Throughout the show, Rogers was joined by country singer Linda Davis, who took lead vocals on a few songs, including “It’s Only a Paper Moon,” and accompanied Rogers on others, such as “But You Know I Love You” and “We’ve Got Tonight.”

Rogers’ voice has shed range and power since his previous show here — it was called the Independence Events Center then — in 2010. But after “Ruby,” he regrouped and for the most part delivered at least worthwhile renditions of his best-known songs. As the show progressed, he sounded stronger on songs that required more vocal heft than on the ballads.

He also tossed out plenty of wisecracks and one-liners, some directed at his fans — when they swayed during “Lucille,” which aroused the loudest sing-along of the night, he compared them to Ray Charles at the piano. He also poked fun at himself. After he revealed his recent surgery, he said, “I think they (worked on) the wrong knee.”

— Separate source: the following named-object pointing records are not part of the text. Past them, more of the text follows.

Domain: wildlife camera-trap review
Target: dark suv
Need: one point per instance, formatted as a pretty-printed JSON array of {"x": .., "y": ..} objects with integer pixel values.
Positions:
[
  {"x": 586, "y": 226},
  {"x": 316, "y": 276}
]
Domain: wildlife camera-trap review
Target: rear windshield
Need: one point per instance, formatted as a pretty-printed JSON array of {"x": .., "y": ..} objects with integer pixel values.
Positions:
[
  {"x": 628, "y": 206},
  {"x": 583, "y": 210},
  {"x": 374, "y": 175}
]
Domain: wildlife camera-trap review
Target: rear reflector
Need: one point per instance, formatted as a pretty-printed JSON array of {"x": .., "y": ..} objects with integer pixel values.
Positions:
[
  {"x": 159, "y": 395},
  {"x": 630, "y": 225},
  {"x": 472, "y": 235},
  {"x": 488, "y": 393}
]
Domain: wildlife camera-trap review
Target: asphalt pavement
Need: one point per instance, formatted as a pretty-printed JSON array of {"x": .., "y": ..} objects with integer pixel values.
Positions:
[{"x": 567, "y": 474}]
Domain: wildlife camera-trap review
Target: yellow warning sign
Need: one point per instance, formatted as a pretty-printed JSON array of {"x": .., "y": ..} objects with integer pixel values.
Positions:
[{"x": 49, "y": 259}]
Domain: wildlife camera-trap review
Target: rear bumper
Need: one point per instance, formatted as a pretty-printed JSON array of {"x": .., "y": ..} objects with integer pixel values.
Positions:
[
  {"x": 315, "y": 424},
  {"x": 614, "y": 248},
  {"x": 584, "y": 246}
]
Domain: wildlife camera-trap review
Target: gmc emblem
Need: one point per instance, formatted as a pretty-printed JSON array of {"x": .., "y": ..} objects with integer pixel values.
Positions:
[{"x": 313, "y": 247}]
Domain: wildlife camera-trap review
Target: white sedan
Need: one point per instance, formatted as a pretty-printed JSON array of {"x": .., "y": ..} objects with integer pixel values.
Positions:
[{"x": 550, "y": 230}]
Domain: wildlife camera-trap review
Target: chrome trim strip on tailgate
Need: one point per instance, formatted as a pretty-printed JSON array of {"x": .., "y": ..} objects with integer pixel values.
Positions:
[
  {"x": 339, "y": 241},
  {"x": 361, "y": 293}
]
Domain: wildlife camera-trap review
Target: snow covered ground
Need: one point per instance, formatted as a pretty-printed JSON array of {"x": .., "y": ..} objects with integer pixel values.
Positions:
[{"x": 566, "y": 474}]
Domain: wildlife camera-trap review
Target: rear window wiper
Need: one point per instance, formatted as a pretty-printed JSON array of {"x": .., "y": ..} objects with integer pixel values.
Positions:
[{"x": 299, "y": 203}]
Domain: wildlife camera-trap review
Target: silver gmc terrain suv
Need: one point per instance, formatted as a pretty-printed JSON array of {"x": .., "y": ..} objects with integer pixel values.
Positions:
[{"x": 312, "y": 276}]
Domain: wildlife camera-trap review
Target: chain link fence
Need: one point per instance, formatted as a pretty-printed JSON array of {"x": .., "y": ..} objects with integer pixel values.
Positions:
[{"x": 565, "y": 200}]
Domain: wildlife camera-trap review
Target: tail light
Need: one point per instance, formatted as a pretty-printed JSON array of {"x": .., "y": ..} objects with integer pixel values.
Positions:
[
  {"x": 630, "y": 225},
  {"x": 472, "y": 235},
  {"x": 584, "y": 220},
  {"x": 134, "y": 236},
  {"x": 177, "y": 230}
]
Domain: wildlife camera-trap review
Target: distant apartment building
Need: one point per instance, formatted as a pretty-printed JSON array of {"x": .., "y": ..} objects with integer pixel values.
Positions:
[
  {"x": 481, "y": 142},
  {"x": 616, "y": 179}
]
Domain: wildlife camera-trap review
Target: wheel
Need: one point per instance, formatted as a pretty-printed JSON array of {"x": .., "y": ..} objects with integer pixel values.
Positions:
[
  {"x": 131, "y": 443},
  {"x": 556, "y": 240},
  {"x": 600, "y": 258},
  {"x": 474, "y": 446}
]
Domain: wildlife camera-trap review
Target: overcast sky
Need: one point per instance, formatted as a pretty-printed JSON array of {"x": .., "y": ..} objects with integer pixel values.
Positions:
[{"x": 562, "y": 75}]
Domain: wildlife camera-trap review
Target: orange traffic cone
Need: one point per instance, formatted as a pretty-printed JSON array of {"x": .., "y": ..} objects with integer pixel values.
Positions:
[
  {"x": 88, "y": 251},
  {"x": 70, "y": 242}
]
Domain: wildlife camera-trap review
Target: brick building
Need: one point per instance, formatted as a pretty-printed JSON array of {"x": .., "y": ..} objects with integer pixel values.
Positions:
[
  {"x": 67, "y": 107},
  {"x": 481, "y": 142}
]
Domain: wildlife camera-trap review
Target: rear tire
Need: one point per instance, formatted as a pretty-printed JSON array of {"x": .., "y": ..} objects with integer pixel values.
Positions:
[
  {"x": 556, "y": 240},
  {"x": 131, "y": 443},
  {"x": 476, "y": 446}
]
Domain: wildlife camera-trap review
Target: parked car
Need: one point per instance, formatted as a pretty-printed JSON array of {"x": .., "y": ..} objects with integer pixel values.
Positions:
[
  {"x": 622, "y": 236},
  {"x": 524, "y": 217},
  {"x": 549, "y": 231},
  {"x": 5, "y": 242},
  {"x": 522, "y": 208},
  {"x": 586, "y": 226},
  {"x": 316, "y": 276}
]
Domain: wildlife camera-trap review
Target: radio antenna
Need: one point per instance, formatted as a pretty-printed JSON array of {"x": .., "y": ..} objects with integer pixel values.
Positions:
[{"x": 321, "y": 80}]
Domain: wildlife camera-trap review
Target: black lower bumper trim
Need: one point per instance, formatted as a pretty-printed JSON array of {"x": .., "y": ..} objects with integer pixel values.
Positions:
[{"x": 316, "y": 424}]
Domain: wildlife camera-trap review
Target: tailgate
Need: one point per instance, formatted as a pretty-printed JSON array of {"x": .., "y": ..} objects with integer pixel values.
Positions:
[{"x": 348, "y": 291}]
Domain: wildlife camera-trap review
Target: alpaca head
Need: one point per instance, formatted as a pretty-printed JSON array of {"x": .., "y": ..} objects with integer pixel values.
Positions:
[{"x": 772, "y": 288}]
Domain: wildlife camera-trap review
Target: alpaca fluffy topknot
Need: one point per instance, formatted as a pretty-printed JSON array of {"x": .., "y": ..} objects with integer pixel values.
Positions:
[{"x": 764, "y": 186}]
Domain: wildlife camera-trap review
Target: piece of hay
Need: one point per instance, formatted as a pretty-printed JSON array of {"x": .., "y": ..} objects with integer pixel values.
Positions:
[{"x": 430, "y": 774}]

During “Baby, It’s Cold Outside,” he dropped in a Bill Cosby reference that got a laugh but really wasn’t appropriate (roofies aren’t funny). But otherwise, he was engaging, charming and funny. At times, the show took on a sharp Branson flavor.

The show closed with a flourish of his classics, including “Coward of the County,” which featured the barroom brawl from the film on the video screens; “Love Will Turn You Around,” one of his best ballads; and “Islands in the Stream,” during which Rogers tossed tambourines to fans up front.

Instead of the overdone formality of leaving before the encore, he remained on stage because, to paraphrase: Given the state of his knee, if he walked off stage he might not walk back on.

The video screens showed pictures and footage of him from throughout his long career as he sang the very sentimental “You Can’t Make Old Friends.” Then he sent the crowd off with “Blaze of Glory,” a farewell anthem that brought to a smooth, rousing close this show and his final appearance in our area.


Ruby, Don’t Take Your Love to Town; Walkin’ My Baby Back Home; It’s Only a Paper Moon; Through the Years/You Decorated My Life/She Believes in Me; Something’s Burning; Just Dropped In (To See What Condition My Condition Was In); Love Lifted Me; But You Know I Love You; It’s the Most Wonderful Time of the Year; Let It Snow; Baby, It’s Cold Outside; I’ll Be Home for Christmas; O, Holy Night; Mary, Did You Know; Go Tell It on the Mountain; The Light; We Are the World; Lucille; Coward of the County; Love Will Turn You Around; We’ve Got Tonight; The Gambler; Lady; Islands in the Stream; You Can’t Make Old Friends; Blaze of Glory.